Literatur

28. August 2020

„it is funny, you will be dead some day. / By you the mouth hair eyes,and i mean / the unique and nervously obscene // need;it’s funny. They will all be dead“ – E. E. Cummings

Goethe wäre an diesem Tag 271 Jahre alt geworden. Du wirst heute 24. Du sitzt jetzt mit Freunden auf der Terrasse und genießt die letzten Stunden deines Geburtstags. Ich wäre gerne dabei, mitfeiernd, dass es dich gibt. Es ist ein Wunder.
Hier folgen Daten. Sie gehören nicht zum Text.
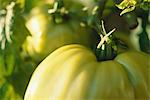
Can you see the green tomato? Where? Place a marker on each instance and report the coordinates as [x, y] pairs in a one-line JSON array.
[[72, 72], [46, 35]]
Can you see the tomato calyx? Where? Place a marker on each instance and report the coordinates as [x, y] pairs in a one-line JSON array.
[[58, 11], [106, 48]]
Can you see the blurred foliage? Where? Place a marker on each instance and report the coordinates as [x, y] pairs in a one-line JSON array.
[[16, 69]]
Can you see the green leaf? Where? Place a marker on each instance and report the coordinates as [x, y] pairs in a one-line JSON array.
[[127, 6], [6, 19]]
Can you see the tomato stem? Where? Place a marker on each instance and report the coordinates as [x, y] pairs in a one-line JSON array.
[[106, 48]]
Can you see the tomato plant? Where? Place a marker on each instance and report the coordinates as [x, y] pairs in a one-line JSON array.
[[72, 72], [69, 53], [75, 72]]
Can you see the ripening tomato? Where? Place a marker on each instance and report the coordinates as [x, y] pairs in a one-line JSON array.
[[72, 72], [47, 35]]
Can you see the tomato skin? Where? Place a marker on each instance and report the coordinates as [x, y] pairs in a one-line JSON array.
[[73, 73], [46, 35]]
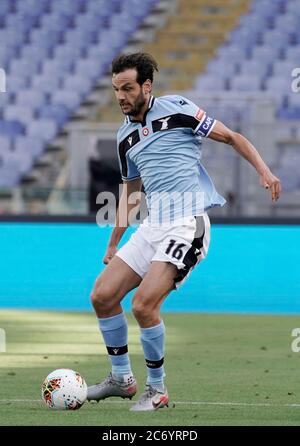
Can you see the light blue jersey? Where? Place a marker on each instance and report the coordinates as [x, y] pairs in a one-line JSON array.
[[164, 150]]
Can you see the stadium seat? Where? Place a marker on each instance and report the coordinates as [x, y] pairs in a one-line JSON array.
[[32, 98], [80, 84], [245, 83], [11, 128], [33, 145], [210, 83], [44, 129], [70, 99], [54, 52], [5, 144], [17, 83], [58, 113], [21, 113], [9, 173]]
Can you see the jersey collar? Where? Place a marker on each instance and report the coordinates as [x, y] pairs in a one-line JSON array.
[[143, 122]]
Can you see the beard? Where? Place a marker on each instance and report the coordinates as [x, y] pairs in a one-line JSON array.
[[137, 106]]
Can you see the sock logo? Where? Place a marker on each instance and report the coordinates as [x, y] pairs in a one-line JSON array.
[[116, 351], [154, 364]]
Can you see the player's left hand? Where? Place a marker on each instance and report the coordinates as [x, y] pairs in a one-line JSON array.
[[270, 181]]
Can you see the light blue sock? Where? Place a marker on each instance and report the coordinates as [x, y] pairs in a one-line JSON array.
[[153, 340], [115, 334]]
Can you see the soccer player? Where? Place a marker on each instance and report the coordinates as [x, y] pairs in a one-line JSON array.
[[159, 147]]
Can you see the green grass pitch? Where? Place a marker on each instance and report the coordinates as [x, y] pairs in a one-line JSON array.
[[221, 370]]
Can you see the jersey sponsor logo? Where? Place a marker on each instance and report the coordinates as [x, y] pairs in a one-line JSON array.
[[200, 114], [205, 126], [164, 121]]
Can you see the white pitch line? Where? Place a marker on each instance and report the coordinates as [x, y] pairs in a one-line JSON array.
[[186, 403]]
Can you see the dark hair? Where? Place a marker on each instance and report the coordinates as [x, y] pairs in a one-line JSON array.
[[144, 64]]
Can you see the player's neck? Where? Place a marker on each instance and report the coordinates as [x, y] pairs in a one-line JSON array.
[[145, 107]]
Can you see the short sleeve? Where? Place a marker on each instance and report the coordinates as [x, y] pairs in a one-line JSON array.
[[128, 169], [203, 123], [132, 171]]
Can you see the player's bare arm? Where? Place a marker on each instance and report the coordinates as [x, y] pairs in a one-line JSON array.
[[244, 147], [126, 206]]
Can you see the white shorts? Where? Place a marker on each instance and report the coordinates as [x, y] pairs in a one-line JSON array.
[[184, 244]]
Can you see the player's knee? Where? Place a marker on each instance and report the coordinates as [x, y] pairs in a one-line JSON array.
[[140, 307], [102, 296]]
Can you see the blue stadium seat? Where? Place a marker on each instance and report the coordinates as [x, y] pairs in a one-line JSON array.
[[254, 68], [265, 54], [44, 129], [26, 67], [245, 83], [289, 113], [21, 113], [221, 68], [70, 99], [22, 158], [33, 145], [32, 98], [58, 113], [278, 84], [5, 144], [11, 128], [57, 68], [90, 68], [9, 173], [46, 84], [81, 84], [210, 83]]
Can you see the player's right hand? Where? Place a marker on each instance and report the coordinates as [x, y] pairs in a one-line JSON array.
[[111, 251]]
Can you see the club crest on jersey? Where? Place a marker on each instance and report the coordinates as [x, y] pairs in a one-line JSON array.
[[164, 121]]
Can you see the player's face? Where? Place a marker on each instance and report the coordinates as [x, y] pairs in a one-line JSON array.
[[131, 96]]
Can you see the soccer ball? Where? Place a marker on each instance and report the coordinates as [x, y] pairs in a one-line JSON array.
[[64, 389]]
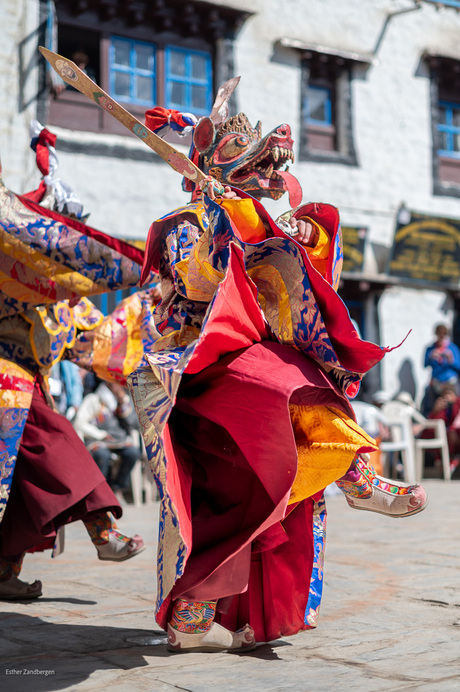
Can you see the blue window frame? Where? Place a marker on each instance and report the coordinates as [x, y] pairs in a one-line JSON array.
[[317, 106], [449, 129], [188, 80], [448, 3], [132, 71]]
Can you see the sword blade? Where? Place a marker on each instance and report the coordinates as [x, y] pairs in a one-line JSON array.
[[74, 76]]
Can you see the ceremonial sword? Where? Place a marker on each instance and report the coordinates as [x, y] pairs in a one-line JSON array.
[[74, 76]]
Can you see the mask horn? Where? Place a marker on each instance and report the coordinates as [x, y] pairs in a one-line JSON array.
[[219, 111], [204, 135]]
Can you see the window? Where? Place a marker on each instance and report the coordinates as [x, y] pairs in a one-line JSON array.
[[132, 71], [143, 54], [326, 115], [449, 129], [188, 80], [318, 106], [445, 114]]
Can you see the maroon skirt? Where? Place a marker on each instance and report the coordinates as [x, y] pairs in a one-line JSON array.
[[233, 451], [56, 481]]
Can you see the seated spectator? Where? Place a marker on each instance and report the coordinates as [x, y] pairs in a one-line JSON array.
[[444, 359], [105, 420], [66, 387]]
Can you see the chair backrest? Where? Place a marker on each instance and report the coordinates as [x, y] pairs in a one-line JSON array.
[[395, 411]]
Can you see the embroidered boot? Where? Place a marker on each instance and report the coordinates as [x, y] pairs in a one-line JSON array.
[[110, 544], [12, 588], [364, 489]]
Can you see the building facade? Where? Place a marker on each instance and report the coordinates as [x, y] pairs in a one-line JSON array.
[[371, 89]]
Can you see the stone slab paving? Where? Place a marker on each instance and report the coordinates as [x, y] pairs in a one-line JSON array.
[[390, 617]]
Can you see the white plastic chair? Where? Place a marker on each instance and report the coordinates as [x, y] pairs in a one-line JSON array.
[[401, 417], [399, 422]]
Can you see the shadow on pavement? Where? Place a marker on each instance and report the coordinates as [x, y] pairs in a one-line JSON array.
[[46, 657], [43, 656]]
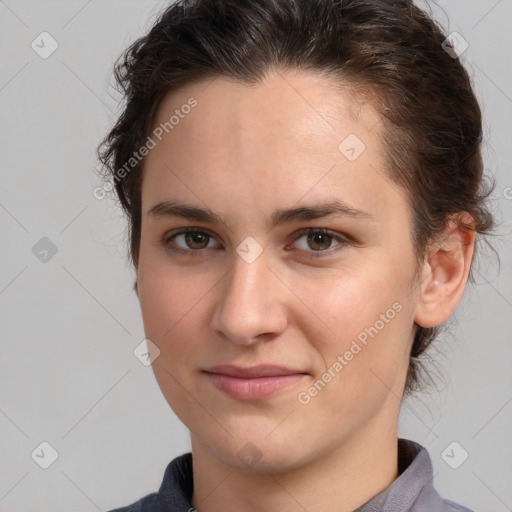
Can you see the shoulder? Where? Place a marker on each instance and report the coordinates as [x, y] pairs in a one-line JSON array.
[[175, 490], [146, 504]]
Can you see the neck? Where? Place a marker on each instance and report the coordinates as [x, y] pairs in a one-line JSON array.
[[340, 480]]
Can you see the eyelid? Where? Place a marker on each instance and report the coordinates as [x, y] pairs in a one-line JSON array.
[[342, 239]]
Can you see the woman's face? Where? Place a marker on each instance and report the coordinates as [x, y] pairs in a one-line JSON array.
[[256, 286]]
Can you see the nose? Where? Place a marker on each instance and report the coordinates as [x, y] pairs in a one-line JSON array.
[[252, 303]]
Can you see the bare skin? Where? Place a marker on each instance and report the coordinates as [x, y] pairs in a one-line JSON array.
[[244, 152]]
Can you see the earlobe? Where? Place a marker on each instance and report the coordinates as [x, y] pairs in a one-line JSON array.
[[446, 272]]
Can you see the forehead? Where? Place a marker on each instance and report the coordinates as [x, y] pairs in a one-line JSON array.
[[292, 136]]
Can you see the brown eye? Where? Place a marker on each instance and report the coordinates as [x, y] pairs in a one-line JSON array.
[[196, 240], [188, 241], [318, 242]]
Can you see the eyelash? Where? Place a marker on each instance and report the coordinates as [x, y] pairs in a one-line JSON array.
[[305, 231]]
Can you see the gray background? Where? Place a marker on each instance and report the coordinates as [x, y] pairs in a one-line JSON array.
[[68, 375]]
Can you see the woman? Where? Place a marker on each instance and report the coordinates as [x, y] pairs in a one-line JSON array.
[[303, 182]]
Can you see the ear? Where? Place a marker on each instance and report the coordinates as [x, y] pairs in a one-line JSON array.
[[445, 272]]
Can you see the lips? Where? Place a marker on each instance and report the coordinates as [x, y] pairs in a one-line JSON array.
[[253, 383], [253, 371]]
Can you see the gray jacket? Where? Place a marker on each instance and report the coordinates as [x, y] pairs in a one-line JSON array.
[[412, 491]]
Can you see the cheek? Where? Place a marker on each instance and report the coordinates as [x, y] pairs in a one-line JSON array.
[[362, 317], [169, 302]]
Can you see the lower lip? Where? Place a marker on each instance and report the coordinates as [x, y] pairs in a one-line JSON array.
[[254, 388]]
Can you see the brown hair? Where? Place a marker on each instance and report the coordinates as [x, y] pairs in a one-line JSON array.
[[390, 49]]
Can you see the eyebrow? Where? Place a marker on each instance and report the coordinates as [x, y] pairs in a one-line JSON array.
[[280, 216]]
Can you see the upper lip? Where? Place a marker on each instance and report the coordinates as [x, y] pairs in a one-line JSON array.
[[262, 370]]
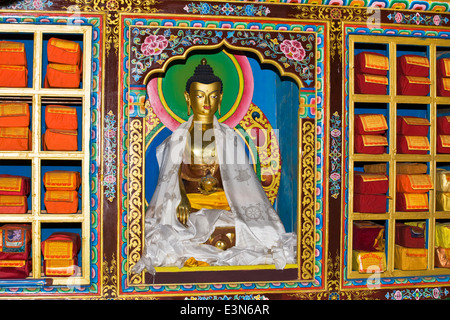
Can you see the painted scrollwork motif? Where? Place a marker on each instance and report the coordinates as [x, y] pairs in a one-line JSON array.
[[307, 230], [135, 191]]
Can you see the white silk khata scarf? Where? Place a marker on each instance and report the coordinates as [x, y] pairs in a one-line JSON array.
[[260, 234]]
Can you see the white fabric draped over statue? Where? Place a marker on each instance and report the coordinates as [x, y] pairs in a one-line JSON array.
[[260, 234]]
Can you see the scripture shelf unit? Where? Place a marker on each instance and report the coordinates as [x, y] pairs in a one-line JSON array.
[[391, 105], [36, 162]]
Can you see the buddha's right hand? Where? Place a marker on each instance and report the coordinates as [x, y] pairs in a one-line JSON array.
[[183, 210]]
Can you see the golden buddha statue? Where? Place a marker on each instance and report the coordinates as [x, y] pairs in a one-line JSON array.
[[208, 204]]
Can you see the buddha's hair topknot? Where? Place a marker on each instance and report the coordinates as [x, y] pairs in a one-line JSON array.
[[203, 73]]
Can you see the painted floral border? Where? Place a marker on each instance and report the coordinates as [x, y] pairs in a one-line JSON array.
[[213, 289], [384, 282], [97, 43]]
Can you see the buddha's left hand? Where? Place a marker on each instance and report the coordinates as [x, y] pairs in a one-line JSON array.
[[183, 210]]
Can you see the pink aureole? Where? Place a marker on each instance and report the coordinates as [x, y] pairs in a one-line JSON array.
[[232, 121]]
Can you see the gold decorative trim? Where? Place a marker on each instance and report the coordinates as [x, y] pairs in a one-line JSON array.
[[135, 197], [307, 198]]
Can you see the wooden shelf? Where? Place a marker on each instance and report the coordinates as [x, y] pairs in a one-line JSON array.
[[38, 97], [393, 103]]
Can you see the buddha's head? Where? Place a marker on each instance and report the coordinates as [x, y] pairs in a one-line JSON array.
[[203, 91]]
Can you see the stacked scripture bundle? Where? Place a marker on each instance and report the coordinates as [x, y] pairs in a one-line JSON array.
[[15, 249], [410, 251], [61, 194], [413, 75], [370, 192], [368, 247], [13, 194], [443, 77], [412, 192], [64, 64], [442, 245], [15, 134], [13, 64], [371, 73], [412, 135], [443, 134], [62, 124], [370, 133], [442, 189], [60, 253]]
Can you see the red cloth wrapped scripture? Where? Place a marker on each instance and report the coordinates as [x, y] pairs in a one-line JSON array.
[[15, 269], [369, 203], [371, 144], [370, 124], [443, 87], [443, 143], [62, 180], [368, 236], [60, 140], [14, 185], [13, 53], [409, 236], [13, 76], [61, 117], [413, 65], [15, 139], [443, 67], [64, 51], [62, 76], [413, 86], [442, 257], [15, 242], [412, 144], [414, 183], [443, 125], [61, 202], [60, 267], [371, 84], [371, 63], [13, 204], [60, 252], [412, 126], [370, 183], [61, 245], [410, 202], [14, 115]]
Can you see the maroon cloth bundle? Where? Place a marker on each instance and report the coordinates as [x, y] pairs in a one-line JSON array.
[[369, 203], [14, 185], [370, 183], [443, 143], [15, 269], [443, 67], [409, 236], [443, 87], [412, 144], [411, 202], [370, 84], [370, 124], [412, 126], [443, 125], [413, 85], [15, 242], [367, 236], [371, 63], [371, 144], [413, 65]]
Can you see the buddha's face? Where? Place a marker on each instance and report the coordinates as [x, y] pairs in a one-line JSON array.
[[204, 99]]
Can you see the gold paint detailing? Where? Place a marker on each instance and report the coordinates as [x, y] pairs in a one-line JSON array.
[[136, 196], [307, 205]]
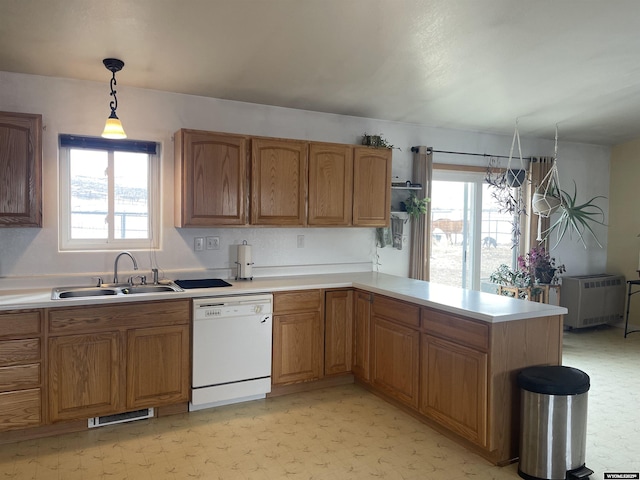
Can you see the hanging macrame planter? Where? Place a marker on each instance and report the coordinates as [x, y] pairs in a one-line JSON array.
[[547, 198], [515, 177]]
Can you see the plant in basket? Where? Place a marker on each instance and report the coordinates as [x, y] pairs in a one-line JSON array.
[[540, 266]]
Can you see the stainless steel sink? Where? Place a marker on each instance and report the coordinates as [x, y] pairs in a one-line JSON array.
[[112, 290], [149, 289], [70, 292]]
Ich kann mir nicht vorstellen, dass du am Tag deiner Geburt ein winziges, schrumpeliges Geschöpf warst, wie Goethe, wie jeder, wie ich. Du musst schon mit Lachfalten auf die Welt gekommen sein.
Ich kann auch schwer fassen, dass du der Junge auf der Videokassette warst, die wir uns vor einiger Zeit zusammen angesehen haben. Meine Lieblingsszene ist die, in der du in einem Kartonhaus sitzt.
„Na, bist du die böse Hexe im Lebkuchenhaus?“, fragt dein Vater, die Kamera auf den Karton gerichtet.
Im Karton rührt sich nichts. Dein Vater fragt etwas anderes und du streckst den Kopf heraus.
Du antwortest etwas und fügst hinzu: „Aber ich bin die liebe Hexe.“
Ich mag diese Szene so, weil sie auf den Punkt bringt, was über die Aufnahmen hinweg deutlich und an jedem Tag in deinem Leben für andere spürbar wird.
Der Lichtstrahl, der über den Zeitstrahl wandert, hat Goethe in Dunkelheit gelassen, hat dich als Baby und als kleinen Jungen im Dunkeln zurückgelassen, aber beleuchtet dich nun als verzaubernden, liebenswürdigen Mann. Es ist wunderbar, dass es dich jetzt gerade gibt, die Gegenwart genau jetzt auf uns gerichtet ist; dass ich in deiner Zeit lebe und in dieser vierten Dimension mit dir zusammen sein kann.